Visto di ingresso e permesso di soggiorno per lavoro autonomo

Come chiedere il visto di ingresso ed il permesso di soggiorno per lavoro autonomo: presentazione della domanda e documenti necessari

  1. Le norme
  2. Chi può soggiornare in Italia per lavoro autonomo?
  3. I requisiti
  4. I documenti da presentare
  5. Il visto di ingresso
  6. Il permesso di soggiorno

Le norme

L'ingresso ed il soggiorno per lavoro autonomo sono disciplinati dall'articolo 26 del Decreto Legislativo n. 286/98 (Testo Unico sull'immmigrazione) e dall'articolo 39 del D.P.R. n. 394/99 (Regolamento di attuazione del Testo Unico).

Bisogna inoltre fare riferimento ai decreti ministeriali che stabiliscono le quote massime per le quali è consentito l'ingresso ("decreto flussi").

Chi può soggiornare in Italia per lavoro autonomo?

Prima di tutto occorre precisare che per attività autonoma si intende qualunque attività abituale svolta senza vincoli di subordinazione (articolo 49 del D.P.R n. 917/ 86).

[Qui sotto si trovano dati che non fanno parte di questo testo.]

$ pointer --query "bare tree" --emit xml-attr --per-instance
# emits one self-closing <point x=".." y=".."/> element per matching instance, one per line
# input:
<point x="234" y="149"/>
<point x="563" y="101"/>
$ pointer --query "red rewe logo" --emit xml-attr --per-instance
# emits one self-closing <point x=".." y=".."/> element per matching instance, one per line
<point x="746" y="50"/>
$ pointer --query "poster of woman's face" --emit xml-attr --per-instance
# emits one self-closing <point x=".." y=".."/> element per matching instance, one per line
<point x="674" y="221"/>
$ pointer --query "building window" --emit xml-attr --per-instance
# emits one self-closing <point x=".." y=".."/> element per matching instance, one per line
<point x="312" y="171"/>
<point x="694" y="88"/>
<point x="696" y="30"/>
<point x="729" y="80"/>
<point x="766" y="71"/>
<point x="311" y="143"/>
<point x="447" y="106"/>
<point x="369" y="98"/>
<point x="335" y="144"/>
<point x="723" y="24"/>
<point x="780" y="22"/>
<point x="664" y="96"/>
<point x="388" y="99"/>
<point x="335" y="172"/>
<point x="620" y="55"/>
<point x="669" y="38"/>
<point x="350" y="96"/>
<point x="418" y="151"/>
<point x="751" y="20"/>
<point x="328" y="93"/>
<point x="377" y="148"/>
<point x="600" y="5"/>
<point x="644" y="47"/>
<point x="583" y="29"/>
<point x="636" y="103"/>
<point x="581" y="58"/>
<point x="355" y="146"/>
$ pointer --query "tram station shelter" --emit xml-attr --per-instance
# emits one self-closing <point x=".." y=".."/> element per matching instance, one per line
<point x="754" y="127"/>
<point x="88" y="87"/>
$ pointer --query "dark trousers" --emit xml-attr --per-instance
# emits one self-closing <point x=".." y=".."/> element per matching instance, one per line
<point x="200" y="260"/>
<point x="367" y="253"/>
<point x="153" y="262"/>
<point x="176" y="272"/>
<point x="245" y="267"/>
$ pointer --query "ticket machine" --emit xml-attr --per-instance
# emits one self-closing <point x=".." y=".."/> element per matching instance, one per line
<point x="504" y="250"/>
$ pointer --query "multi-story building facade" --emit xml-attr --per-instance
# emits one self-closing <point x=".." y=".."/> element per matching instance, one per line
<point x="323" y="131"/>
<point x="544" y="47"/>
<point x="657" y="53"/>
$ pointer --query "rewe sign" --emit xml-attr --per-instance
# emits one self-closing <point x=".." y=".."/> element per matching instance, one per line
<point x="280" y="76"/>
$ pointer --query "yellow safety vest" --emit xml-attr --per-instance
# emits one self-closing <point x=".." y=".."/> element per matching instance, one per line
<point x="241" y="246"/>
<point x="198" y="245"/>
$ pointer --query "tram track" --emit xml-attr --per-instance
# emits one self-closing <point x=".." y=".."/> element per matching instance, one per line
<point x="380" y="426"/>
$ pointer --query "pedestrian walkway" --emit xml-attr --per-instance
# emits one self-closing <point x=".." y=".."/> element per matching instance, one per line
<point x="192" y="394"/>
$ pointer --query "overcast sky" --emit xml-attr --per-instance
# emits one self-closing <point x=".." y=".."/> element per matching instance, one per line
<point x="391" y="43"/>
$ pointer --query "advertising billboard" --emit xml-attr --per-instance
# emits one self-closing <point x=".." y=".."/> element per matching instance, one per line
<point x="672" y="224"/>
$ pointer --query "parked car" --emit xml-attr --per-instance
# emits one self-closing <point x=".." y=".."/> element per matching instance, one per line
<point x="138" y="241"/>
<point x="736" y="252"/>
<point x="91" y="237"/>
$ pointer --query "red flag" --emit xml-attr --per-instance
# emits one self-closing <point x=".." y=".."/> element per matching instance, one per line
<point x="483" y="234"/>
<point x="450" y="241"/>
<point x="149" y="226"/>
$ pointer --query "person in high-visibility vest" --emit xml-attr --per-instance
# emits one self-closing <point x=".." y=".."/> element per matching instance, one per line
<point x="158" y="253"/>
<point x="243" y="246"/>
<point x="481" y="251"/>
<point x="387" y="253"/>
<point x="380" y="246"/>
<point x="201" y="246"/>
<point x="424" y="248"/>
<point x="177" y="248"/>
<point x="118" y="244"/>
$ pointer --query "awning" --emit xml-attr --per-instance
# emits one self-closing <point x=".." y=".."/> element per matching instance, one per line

Possono soggiornare in Italia per lavoro autonomo i seguenti soggetti:

  1. i lavoratori stranieri non appartenenti all'Unione Europea che intendono esercitare nel territorio dello Stato un'attività non occasionale di lavoro autonomo (a condizione che l'esercizio di tale attività non sia riservato dalla legge ai cittadini italiani, o a cittadini di uno degli Stati membri dell'Unione Europea);
  2. lo straniero che intende esercitare in Italia una attività industriale, professionale, artigianale o commerciale;
  3. lo straniero che intende costituire in Italia società di capitali o di persone o accedere a cariche societarie;
  4. lo straniero che intende operare come socio prestatore d'opera presso società, anche cooperative, costituite da almeno tre anni;
  5. lo straniero già presente in Italia, in possesso di regolare permesso di soggiorno per motivi di studio o di formazione professionale (dovrà chiedere la conversione del permesso di soggiorno).

I requisiti

In primo luogo l'ingresso per lavoro autonomo avviene nei limiti delle quote stabilite con decreto ministeriale ("decreto flussi").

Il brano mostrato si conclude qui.